Im Westen von Tripolis nahmen die Rebellen laut Al-Dschasira drei Söhne von Gaddafi gefangen, darunter den mit internationalem Haftbefehl gesuchten Saif al-Islam. Er sei gemeinsam mit seinem Bruder Al-Saadi in einem Touristendorf festgesetzt worden, berichtete ein Sprecher der Aufständischen, Abu Bakr al-Tarbulsi. Der älteste Sohn, Mohammed al-Gaddafi, wurde in seinem Anwesen unter Hausarrest gestellt. Die Aufständischen würden für seine Sicherheit garantieren, sagte Mohammed al-Gaddafi in der Nacht zum Montag in einem Telefoninterview des Fernsehsenders Al-Dschasira.

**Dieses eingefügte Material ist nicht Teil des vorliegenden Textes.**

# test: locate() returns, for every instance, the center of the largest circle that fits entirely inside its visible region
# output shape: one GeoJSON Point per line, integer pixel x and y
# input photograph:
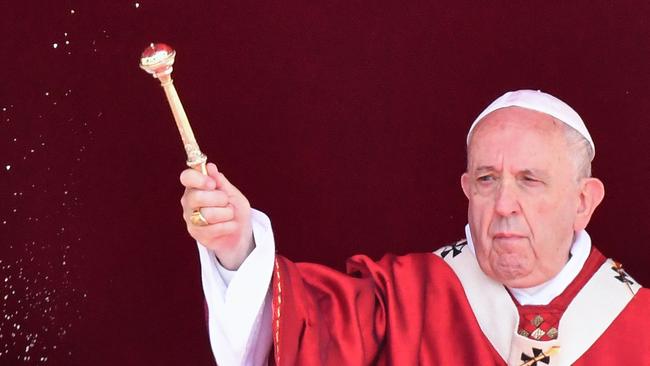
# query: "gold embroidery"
{"type": "Point", "coordinates": [277, 312]}
{"type": "Point", "coordinates": [537, 334]}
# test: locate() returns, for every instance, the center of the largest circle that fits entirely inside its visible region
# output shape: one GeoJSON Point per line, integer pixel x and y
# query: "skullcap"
{"type": "Point", "coordinates": [540, 102]}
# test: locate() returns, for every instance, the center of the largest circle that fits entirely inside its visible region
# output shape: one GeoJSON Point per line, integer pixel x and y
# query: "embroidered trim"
{"type": "Point", "coordinates": [276, 314]}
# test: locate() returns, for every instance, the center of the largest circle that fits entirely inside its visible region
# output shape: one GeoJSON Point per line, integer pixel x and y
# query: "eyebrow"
{"type": "Point", "coordinates": [491, 168]}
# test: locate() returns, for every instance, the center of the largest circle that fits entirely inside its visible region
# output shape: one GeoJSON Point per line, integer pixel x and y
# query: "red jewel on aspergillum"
{"type": "Point", "coordinates": [157, 59]}
{"type": "Point", "coordinates": [155, 48]}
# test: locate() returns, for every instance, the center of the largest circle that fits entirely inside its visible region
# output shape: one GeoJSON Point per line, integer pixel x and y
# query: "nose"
{"type": "Point", "coordinates": [506, 200]}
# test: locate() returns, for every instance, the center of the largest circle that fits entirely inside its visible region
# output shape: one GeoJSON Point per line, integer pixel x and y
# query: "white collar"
{"type": "Point", "coordinates": [545, 293]}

Gegen Gaddafi, seinen Sohn Saif al-Islam und seinen Schwager, den Geheimdienstchef Abdullah Senussi, liegen internationale Haftbefehle vor. Ihnen werden schwere Verbrechen gegen die Menschlichkeit vorgeworfen. Der Chefankläger des Internationalen Strafgerichtshofes (IStGH) rief den libyschen Übergangsrat in Bengasi deshalb auf, Saif al-Islam nach Den Haag zu überstellen.

Gaddafi selbst wandte sich am späten Sonntagabend zum dritten Mal an diesem Tag an seine Anhänger. In einer Audio-Botschaft beschwor er im Staatsfernsehen seine Gefolgsleute: "Ihr müsst auf die Straße gehen, um die Ratten und Verräter zu bekämpfen. Alle Stämme müssen nach Tripolis marschieren, um es zu beschützen. Wenn nicht, werdet Ihr Sklaven der Kolonialisten werden." Plötzlich stoppte seine Stimme. Für die Unterbrechung der Nachricht gab es keine Erklärung. Unklar war, von wo aus Gaddafi gesprochen hatte.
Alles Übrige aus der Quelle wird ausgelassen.